Contact surgery and supporting open books

Abstract

Let $\left(M,\xi \right)$ be a contact 3–manifold. We present two new algorithms, the first of which converts an open book $\left(\Sigma ,\Phi \right)$ supporting $\left(M,\xi \right)$ with connected binding into a contact surgery diagram. The second turns a contact surgery diagram for $\left(M,\xi \right)$ into a supporting open book decomposition. These constructions lead to a refinement of a result of Ding and Geiges [Math. Proc. Cambridge Philos. Soc. 136 (2004) 583–598], which states that every such $\left(M,\xi \right)$ may be obtained by contact surgery from $\left(S^3,{\xi }_{std}\right)$, as well as bounds on the support norm and genus (Etnyre and Ozbagci [Trans.
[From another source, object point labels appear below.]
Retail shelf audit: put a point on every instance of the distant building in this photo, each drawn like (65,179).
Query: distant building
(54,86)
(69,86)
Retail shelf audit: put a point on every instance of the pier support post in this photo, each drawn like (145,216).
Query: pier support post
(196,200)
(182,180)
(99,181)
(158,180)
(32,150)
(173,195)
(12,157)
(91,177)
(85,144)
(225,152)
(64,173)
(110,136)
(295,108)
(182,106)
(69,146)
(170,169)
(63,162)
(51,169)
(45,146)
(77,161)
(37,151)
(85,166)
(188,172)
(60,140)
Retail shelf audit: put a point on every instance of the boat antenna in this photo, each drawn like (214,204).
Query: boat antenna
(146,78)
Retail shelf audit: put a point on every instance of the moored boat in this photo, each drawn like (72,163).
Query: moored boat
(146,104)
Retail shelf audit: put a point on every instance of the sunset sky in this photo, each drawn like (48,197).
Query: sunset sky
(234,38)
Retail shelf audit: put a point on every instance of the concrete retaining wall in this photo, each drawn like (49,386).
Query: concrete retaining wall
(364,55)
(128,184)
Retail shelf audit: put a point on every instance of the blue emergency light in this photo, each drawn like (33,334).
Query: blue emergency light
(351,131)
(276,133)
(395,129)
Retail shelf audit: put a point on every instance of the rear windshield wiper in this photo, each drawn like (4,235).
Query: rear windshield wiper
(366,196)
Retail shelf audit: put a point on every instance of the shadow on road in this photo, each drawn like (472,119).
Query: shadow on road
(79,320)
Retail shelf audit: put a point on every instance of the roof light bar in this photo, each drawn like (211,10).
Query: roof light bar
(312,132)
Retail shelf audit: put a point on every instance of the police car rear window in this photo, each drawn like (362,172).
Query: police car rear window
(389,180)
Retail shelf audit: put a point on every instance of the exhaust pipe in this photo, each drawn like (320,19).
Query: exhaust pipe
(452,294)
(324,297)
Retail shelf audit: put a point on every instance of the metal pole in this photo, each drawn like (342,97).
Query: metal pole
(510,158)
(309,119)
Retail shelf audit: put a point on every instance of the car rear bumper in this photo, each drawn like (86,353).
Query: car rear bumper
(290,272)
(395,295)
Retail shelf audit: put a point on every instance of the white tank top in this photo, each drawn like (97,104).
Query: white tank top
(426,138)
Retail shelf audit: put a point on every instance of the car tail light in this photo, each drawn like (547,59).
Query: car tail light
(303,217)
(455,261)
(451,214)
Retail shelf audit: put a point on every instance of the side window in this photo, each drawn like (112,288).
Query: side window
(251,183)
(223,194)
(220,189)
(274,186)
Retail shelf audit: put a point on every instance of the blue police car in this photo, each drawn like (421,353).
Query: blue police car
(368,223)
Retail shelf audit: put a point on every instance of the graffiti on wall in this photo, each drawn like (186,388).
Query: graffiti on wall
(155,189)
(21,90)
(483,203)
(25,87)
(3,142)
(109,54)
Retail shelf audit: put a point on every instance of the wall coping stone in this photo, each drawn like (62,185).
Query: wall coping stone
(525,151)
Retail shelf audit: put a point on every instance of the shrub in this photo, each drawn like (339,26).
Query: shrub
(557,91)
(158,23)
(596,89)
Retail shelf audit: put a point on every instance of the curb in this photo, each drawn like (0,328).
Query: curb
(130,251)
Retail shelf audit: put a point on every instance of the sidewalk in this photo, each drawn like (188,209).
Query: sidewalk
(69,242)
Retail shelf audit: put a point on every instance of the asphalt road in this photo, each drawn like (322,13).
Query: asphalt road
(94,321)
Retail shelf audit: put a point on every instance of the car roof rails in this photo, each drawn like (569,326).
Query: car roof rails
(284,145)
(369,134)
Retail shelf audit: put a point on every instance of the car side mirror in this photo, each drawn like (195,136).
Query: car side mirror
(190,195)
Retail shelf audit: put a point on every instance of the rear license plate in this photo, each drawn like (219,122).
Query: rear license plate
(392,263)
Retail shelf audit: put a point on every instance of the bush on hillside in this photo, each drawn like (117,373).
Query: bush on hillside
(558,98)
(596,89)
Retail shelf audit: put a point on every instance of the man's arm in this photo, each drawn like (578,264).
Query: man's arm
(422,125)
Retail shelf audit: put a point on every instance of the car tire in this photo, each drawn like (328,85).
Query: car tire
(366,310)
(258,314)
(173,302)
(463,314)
Amer. Math. Soc. 360 (2008) 3133–3151]) of contact manifolds obtained by surgery in terms of classical link data. We then introduce Kirby moves called ribbon moves, which use mapping class relations to modify contact surgery diagrams. Any two surgery diagrams of the same contact 3–manifold are related by a sequence of Legendrian isotopies and ribbon moves. As most of our results are computational in nature, a number of examples are analyzed.